Ten westchnął i wstał poprawiając spodnie i oddychając ciężko.

- Gdybyś tylko poczuł się źle musisz od razu mówić, rozumiemy się Mikey?

- Jasne - potarł swój brzuch - Nie chce by mojej królewnie coś się stało

- Królewnie? To słodkie - zacmokał

- To moja księżniczka i największy skarb. Kocham ją najmocniej na świecie

- Co z ojcem dziecka? Ani razu go tutaj nie widziałem

- Ym... Jego nie... Nie ma - odwrócił głowę nie chcąc by Luke widział jego łzy. To wspomnienie wciąż było dla niego ciężkie

- z chęcią posłucham, wspominałeś o nim tylko parę słów...czy...czy on się tobą opiekuję?

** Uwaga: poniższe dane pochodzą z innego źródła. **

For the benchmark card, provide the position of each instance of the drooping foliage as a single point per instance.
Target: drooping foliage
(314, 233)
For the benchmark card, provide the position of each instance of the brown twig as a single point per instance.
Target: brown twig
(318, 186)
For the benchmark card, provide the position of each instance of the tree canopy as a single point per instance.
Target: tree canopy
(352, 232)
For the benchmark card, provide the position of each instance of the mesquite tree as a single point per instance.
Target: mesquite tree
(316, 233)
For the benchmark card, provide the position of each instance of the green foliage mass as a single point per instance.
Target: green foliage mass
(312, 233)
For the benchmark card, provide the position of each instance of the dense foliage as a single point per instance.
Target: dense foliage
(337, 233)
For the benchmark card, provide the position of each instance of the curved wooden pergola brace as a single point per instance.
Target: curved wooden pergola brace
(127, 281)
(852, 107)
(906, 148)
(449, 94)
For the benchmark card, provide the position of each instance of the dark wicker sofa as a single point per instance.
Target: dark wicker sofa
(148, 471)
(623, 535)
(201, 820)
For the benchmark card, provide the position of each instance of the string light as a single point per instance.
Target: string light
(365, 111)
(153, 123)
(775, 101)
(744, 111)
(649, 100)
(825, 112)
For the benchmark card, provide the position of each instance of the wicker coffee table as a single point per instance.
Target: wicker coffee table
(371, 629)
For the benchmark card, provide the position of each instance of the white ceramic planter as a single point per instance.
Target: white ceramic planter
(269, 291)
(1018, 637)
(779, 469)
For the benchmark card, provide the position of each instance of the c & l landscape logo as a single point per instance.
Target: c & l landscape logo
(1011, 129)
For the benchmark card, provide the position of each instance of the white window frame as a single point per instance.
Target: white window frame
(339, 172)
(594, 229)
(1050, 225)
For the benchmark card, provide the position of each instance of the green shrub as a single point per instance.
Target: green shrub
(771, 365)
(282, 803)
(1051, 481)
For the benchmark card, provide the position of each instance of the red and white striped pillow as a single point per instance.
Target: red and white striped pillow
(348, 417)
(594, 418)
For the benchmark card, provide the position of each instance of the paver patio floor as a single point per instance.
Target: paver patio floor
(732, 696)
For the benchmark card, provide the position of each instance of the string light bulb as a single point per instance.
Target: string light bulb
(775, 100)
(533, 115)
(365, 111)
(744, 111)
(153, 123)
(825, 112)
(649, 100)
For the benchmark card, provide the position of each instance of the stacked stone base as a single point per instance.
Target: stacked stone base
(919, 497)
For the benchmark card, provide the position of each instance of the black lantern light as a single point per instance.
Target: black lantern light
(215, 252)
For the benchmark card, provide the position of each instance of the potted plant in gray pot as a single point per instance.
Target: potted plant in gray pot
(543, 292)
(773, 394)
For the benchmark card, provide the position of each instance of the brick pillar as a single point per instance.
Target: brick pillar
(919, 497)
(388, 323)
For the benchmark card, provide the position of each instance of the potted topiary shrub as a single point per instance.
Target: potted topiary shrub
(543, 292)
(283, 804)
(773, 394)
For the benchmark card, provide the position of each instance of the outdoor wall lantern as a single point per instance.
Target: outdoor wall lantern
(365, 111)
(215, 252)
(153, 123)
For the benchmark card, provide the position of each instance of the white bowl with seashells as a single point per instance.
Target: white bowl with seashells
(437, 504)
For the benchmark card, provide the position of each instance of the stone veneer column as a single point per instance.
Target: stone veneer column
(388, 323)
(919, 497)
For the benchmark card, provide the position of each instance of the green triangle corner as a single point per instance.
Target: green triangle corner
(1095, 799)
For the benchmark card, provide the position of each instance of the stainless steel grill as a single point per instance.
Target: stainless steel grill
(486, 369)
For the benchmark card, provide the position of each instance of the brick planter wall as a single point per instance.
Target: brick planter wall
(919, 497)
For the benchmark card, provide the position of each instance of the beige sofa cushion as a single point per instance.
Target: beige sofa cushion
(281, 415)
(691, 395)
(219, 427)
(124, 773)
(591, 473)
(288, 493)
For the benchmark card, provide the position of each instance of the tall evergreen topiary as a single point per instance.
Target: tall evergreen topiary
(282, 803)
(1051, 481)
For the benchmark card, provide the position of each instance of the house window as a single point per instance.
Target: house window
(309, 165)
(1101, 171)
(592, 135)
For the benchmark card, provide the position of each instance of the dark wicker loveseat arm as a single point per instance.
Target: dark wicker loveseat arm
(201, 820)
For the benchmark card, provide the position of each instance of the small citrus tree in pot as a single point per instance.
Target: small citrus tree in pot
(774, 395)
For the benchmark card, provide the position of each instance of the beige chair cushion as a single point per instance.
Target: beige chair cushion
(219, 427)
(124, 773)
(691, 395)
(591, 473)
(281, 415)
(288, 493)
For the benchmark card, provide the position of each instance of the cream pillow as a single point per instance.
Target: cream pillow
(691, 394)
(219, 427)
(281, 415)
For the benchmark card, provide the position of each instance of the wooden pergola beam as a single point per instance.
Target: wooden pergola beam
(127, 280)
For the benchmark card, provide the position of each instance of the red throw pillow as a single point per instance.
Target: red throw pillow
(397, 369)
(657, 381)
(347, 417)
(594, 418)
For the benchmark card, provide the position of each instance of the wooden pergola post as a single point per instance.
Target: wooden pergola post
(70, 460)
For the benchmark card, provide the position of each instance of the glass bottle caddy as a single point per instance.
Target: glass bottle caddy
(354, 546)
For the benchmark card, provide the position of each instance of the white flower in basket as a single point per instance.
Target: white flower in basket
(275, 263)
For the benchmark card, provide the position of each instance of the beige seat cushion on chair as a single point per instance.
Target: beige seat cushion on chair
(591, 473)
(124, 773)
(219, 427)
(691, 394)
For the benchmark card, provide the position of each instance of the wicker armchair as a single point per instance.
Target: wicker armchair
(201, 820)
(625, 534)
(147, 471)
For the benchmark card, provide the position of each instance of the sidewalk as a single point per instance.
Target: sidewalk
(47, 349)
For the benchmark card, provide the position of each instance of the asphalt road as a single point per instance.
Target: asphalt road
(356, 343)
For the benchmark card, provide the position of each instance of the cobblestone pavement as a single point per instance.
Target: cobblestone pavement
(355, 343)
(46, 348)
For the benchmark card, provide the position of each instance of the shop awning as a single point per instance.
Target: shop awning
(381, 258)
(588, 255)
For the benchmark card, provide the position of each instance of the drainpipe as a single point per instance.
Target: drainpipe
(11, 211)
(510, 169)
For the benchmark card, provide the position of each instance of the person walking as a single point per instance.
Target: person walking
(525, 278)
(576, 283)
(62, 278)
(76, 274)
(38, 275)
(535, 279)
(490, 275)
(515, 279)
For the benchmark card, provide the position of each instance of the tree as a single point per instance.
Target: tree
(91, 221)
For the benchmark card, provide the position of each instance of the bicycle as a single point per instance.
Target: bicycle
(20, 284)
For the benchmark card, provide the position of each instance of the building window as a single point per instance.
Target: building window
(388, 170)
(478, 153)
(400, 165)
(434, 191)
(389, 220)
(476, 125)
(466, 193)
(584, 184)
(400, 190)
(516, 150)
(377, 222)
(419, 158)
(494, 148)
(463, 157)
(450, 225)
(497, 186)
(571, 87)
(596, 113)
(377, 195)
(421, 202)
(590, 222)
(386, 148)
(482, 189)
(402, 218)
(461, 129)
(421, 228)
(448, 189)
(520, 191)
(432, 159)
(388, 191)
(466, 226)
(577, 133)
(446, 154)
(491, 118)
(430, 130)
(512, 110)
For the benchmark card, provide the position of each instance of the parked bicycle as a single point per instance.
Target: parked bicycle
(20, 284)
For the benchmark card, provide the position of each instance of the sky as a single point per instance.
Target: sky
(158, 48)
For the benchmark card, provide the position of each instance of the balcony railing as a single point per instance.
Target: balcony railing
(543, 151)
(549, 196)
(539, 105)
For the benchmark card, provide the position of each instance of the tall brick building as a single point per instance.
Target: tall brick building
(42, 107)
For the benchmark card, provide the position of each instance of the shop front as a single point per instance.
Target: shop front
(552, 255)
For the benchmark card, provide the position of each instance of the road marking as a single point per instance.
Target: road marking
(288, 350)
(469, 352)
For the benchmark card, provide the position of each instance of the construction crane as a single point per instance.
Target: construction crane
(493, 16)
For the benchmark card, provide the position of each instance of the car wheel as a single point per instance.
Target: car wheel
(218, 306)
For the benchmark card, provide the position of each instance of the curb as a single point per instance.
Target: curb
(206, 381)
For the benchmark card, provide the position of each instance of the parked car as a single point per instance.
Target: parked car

- N-nie... To znaczy - zaczął nie chcąc oczerniać swojego partnera lub pokazywać go w złym świetle mimo tego jak bardzo go zranił - Zostawił mnie gdy się dowiedział - odetchnął w końcu kładąc dłoń na brzuchu

- Ugh - wydusił cicho i usiadł obok niego - kochałeś go a on...tak czasem bywa Mikey - pogładził jego ramię

- Kiedy powiedziałem mu o naszym maleństwie on... Chciał żebym je usunął albo się wyniósł więc... Zrobiłem to

- Urodzisz księżniczkę, może nie był gotowy na dziecko. Na pewno sobie poradzisz Mikey. Jesteś bardzo silny

- N-naprawdę? Nie wydaje mi się. Jestem słabą omega nie potrafiącą nawet utrzymać przy sobie alfy

- To on zostawił ciebie a nie ty jego - pokręcił głową - ja przy tobie będę

- Ale kiedy urodzę i zacznę życie już cię nie będzie - odetchnął

- Będę - pogładził go po brzuchu

- Och Luke - nie wytrzymał i przylgnął do jego ciała. Tego właśnie potrzebował. Silnego ciała alfy

- Tak łatwo się mnie nie pozbędziesz - wymamrotał cicho patrząc w jego oczy

- Nie chce się pozbywać... Ani o tym myślę - szepnął jakby to co mówił było czym złym albo ktoś ich podsłuchiwał

- Ja też nie - pokręcił głową i pogładził palcami jego policzek - czy dzisiaj znowu zrobimy sobie nasz wieczór?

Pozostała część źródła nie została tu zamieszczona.